For more information about the legal implications of using these overlays, refer to Lainey Feingold’s article Honor the ADA: Avoid Web Accessibility Quick-Fix Overlays and Adrian Roselli’s article #accessiBe Will Get You Sued.

Why do some companies use overlays?

Fundamentally, and fueled by ableism, overlays position themselves as solving a problem that most organizations struggle with. The data is clear throughout this chapter—the internet is largely inaccessible.

These products take advantage of gaps in organizational accessibility knowledge. Their framing of the problem space aims to help avoid lawsuits by automating solutions, rather than meaningfully removing barriers to access for people with disabilities. The reason these lawsuits happen is that there are real Civil Rights violations when people’s right to access online is infringed upon. For example, an AI tool supplying a poor accessible description for an image might pass the checks of an automated tool, but this does not remove the barrier for a blind person or offer information parity.

Organizations can be swayed by the deceptive marketing of some of these overlay companies promising to make their products accessible and fully compliant with one line of code and a few dollars a month. The unfortunate reality is that these tools introduce new barriers for people with disabilities and can open the organization up to unforeseen legal issues.
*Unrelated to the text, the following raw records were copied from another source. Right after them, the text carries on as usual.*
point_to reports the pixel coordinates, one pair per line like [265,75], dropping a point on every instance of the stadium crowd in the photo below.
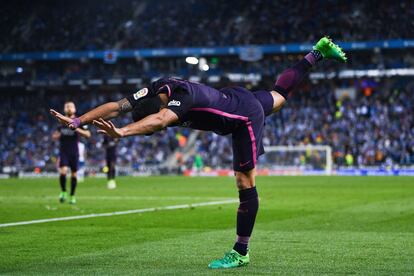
[26,140]
[377,129]
[75,25]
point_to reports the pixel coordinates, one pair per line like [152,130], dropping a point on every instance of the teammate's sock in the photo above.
[73,183]
[62,181]
[291,77]
[246,216]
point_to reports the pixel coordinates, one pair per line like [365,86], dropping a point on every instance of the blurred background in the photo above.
[91,52]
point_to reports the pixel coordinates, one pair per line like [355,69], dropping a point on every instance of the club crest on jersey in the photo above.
[174,103]
[141,93]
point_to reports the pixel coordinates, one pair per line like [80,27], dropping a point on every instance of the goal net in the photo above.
[296,160]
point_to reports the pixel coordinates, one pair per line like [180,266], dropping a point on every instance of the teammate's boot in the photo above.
[330,50]
[62,196]
[72,200]
[231,259]
[111,184]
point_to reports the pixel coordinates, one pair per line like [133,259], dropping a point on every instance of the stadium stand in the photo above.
[376,126]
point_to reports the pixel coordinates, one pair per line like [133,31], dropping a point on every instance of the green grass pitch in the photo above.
[305,225]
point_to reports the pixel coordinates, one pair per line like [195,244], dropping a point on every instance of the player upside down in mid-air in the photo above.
[233,110]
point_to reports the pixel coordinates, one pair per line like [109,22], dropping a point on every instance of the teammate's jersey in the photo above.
[202,107]
[68,141]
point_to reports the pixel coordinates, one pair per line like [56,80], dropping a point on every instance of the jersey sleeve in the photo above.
[180,102]
[138,96]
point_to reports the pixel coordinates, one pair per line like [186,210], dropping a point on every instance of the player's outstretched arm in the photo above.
[148,125]
[84,132]
[107,111]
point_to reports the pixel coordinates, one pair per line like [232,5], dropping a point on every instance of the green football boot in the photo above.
[62,197]
[72,200]
[330,50]
[231,259]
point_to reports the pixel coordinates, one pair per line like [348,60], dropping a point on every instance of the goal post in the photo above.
[297,160]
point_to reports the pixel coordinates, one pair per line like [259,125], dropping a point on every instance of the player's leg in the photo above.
[73,185]
[62,181]
[289,79]
[246,217]
[247,211]
[111,173]
[247,146]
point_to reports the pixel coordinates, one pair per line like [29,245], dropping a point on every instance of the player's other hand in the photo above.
[62,119]
[108,128]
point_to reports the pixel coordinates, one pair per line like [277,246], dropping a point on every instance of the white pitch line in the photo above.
[118,213]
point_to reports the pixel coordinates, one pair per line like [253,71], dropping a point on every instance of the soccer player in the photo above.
[69,152]
[232,110]
[110,151]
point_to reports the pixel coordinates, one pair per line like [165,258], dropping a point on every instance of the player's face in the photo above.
[69,109]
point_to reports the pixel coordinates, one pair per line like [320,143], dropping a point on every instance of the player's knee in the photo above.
[63,170]
[245,180]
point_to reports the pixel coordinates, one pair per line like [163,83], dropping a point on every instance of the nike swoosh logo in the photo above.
[244,164]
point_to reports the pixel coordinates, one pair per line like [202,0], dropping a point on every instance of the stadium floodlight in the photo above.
[191,60]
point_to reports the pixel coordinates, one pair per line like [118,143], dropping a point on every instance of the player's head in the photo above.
[69,108]
[146,107]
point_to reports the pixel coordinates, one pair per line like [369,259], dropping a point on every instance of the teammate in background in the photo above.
[198,163]
[231,110]
[69,152]
[82,158]
[110,151]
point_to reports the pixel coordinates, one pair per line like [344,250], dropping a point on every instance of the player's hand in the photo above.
[61,118]
[64,120]
[108,128]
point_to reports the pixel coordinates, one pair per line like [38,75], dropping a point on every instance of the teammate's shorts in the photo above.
[110,158]
[247,138]
[69,160]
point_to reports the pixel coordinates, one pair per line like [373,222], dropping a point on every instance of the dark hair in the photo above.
[146,107]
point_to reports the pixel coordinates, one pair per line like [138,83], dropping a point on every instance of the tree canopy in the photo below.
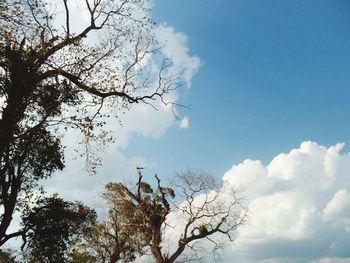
[139,219]
[57,74]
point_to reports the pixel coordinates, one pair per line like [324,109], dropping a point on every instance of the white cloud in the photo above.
[175,47]
[332,260]
[299,206]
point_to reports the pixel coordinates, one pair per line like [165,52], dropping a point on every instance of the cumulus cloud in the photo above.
[299,206]
[174,46]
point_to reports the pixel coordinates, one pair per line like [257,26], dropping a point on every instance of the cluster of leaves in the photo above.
[54,78]
[52,227]
[138,218]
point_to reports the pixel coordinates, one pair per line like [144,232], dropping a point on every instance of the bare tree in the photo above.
[207,212]
[56,75]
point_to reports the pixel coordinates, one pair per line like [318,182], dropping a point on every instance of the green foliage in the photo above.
[52,226]
[53,79]
[6,256]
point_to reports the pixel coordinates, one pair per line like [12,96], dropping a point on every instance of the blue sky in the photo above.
[269,116]
[274,73]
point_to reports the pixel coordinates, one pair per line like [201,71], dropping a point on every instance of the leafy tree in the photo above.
[52,227]
[55,75]
[6,256]
[139,218]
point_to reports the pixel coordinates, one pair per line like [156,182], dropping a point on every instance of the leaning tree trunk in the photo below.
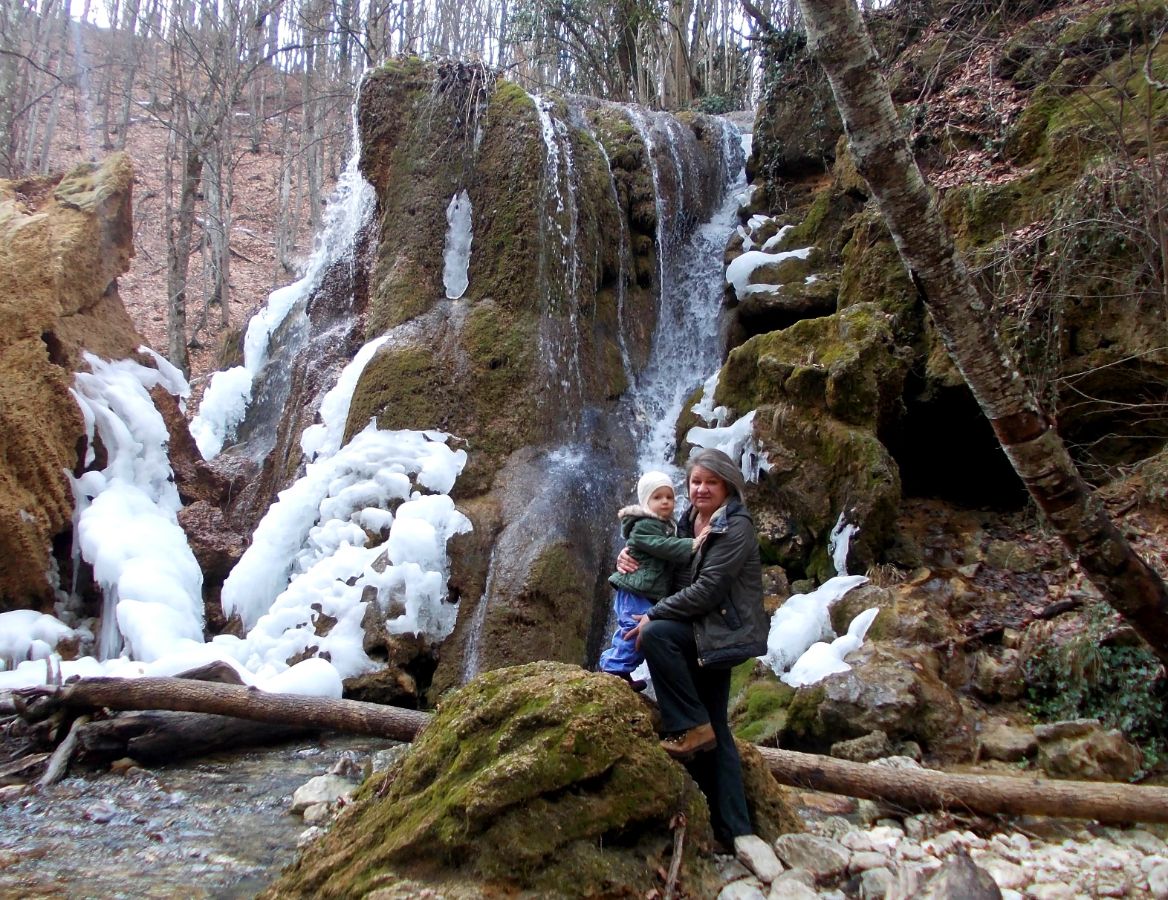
[840,42]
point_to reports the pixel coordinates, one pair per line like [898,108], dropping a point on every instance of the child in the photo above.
[651,536]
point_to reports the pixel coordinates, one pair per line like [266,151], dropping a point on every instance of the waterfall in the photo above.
[685,350]
[558,267]
[229,396]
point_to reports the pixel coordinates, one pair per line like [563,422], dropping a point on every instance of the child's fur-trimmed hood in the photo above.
[638,511]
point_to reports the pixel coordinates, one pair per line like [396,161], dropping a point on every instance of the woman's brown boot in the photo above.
[697,739]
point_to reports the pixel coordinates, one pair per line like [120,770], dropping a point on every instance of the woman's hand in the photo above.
[625,563]
[634,633]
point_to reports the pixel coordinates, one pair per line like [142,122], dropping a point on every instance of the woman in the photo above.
[711,621]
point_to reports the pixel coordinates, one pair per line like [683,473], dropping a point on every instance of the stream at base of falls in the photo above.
[217,827]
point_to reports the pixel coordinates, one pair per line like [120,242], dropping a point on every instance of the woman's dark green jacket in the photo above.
[721,592]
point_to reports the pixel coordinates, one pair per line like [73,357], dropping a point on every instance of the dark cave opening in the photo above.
[946,450]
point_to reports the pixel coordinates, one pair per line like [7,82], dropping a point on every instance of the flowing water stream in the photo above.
[214,828]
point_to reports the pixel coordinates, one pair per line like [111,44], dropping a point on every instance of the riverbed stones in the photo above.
[820,856]
[758,857]
[322,789]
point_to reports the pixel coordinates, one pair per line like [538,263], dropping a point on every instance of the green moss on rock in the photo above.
[540,780]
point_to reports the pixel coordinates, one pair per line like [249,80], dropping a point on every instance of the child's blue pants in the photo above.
[623,656]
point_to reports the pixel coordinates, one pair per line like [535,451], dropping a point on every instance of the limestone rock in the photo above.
[960,879]
[758,857]
[998,675]
[891,690]
[322,789]
[534,778]
[822,857]
[792,890]
[1082,748]
[63,243]
[999,740]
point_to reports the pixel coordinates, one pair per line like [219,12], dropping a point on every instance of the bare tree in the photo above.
[840,42]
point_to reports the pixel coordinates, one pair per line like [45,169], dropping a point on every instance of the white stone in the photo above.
[1148,863]
[908,850]
[857,842]
[1158,880]
[1050,891]
[867,859]
[746,888]
[792,890]
[884,838]
[321,789]
[1144,841]
[875,884]
[307,836]
[793,876]
[318,814]
[822,857]
[758,857]
[1006,874]
[943,844]
[1109,884]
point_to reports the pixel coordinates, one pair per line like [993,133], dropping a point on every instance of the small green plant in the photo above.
[1124,686]
[714,104]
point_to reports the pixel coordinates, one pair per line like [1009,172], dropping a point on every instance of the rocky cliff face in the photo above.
[1043,146]
[63,243]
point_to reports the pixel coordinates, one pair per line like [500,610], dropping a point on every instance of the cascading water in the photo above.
[229,404]
[686,337]
[588,474]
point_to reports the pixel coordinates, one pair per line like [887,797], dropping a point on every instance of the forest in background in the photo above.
[237,112]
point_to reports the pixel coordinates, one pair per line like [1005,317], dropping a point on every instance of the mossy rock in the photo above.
[758,703]
[547,618]
[846,364]
[820,467]
[873,272]
[1089,36]
[542,780]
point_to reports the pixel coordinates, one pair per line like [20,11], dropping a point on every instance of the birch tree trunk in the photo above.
[839,40]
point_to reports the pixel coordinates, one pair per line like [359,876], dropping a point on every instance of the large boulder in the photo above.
[537,780]
[889,689]
[63,243]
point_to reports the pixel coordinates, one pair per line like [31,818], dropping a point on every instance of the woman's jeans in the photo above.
[690,695]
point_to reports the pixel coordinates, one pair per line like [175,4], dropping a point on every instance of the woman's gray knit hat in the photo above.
[722,466]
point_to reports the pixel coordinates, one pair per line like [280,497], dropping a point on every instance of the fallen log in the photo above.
[58,764]
[153,737]
[223,699]
[920,790]
[908,788]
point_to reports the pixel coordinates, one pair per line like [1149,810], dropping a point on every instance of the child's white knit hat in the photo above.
[649,482]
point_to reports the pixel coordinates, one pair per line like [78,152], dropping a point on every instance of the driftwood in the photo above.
[154,737]
[58,764]
[911,789]
[223,699]
[926,789]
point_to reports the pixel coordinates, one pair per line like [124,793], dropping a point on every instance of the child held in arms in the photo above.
[652,538]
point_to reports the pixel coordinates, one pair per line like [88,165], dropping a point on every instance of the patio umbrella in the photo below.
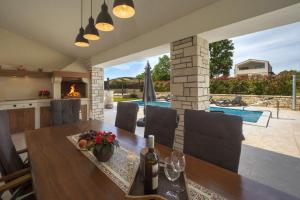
[149,93]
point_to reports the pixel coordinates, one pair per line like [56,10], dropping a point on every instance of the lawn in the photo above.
[118,99]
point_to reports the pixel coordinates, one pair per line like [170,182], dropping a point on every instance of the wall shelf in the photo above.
[25,73]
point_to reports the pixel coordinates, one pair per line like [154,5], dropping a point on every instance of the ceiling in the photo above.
[55,23]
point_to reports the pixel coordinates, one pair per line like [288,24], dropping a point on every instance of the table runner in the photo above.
[123,165]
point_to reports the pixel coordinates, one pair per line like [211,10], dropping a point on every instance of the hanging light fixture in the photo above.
[123,8]
[80,41]
[104,21]
[90,32]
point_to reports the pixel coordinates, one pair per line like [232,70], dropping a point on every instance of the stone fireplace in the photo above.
[70,85]
[73,88]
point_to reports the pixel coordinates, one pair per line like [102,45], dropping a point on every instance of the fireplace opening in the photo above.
[73,89]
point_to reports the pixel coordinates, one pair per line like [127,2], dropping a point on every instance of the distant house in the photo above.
[252,67]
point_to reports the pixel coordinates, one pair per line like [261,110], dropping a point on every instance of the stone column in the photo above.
[96,93]
[189,79]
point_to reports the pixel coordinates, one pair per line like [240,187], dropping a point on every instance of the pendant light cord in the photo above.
[81,14]
[91,8]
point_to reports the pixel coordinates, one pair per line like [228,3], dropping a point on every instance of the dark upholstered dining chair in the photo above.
[161,122]
[15,174]
[213,137]
[65,111]
[127,116]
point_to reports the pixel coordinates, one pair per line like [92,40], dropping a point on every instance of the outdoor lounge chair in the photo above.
[213,137]
[126,116]
[15,173]
[161,122]
[237,101]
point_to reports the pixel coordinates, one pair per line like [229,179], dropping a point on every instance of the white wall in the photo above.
[16,88]
[17,50]
[76,66]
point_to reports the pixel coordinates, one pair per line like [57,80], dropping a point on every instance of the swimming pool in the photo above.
[247,115]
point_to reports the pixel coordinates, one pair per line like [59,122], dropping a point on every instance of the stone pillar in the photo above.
[96,93]
[189,79]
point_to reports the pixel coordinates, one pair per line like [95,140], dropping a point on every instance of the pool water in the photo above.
[247,115]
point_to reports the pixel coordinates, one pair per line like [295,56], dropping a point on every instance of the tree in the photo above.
[221,53]
[141,76]
[161,71]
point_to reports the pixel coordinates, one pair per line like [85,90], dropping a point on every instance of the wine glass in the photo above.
[178,160]
[172,175]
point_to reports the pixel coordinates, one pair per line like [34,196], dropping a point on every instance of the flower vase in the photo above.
[103,153]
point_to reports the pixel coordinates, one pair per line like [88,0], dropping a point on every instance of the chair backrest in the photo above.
[65,111]
[9,158]
[145,197]
[213,137]
[161,122]
[127,116]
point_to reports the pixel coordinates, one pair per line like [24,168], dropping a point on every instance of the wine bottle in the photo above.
[151,168]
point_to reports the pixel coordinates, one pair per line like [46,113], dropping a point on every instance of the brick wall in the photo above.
[189,79]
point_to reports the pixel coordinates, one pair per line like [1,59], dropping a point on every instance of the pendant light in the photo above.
[80,41]
[123,8]
[104,21]
[90,32]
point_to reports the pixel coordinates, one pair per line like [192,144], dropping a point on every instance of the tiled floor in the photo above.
[260,164]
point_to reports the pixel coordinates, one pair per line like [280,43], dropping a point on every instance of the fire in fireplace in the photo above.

There is no quick fix—the onus is on organizations and digital practitioners to prioritize actually fixing the accessibility problems in their web content. A common saying amongst the disabled community is, “nothing about us without us”. Overlays have been created without much involvement from the disabled community, and some of these companies have further alienated people with disabilities who have spoken out about this. These products cannot achieve equal access to the web for people with disabilities.

Additional resources about overlays

Conclusion

As accessibility advocate Billy Gregory once said, “when UX doesn’t consider ALL users, shouldn’t it be known as SOME User Experience, or SUX”. Too often accessibility work is seen as an addition, an edge case, or even comparable to technical debt and not core to the success of a website or product as it should be.

The entire product team and organization have to prioritize accessibility as part of their accountabilities in order to succeed, all the way up to the C-suite. Accessibility work needs to shift left in the product cycle, meaning it needs to be baked into the research, ideation and design stages before it is developed. And most importantly, people with disabilities need to be included in this process.

The tech industry needs to move towards inclusion-driven development. Although this requires some up-front investment, it is much easier and likely less expensive over time to build accessibility into the entire cycle such that it can be baked into the product rather than trying to retrofit sites and apps that were constructed without it in mind.

As an industry it is time that we acknowledge the story told by the numbers in this chapter; we are failing people with disabilities. The numbers from 2021 have not moved substantially from 2020. We need to do better, and this has to come from a combination of top-down leadership and investment (including the ongoing participation from browsers) and bottom-up effort to push our practices forward and advocate for the needs, safety and inclusion of people with disabilities using the web.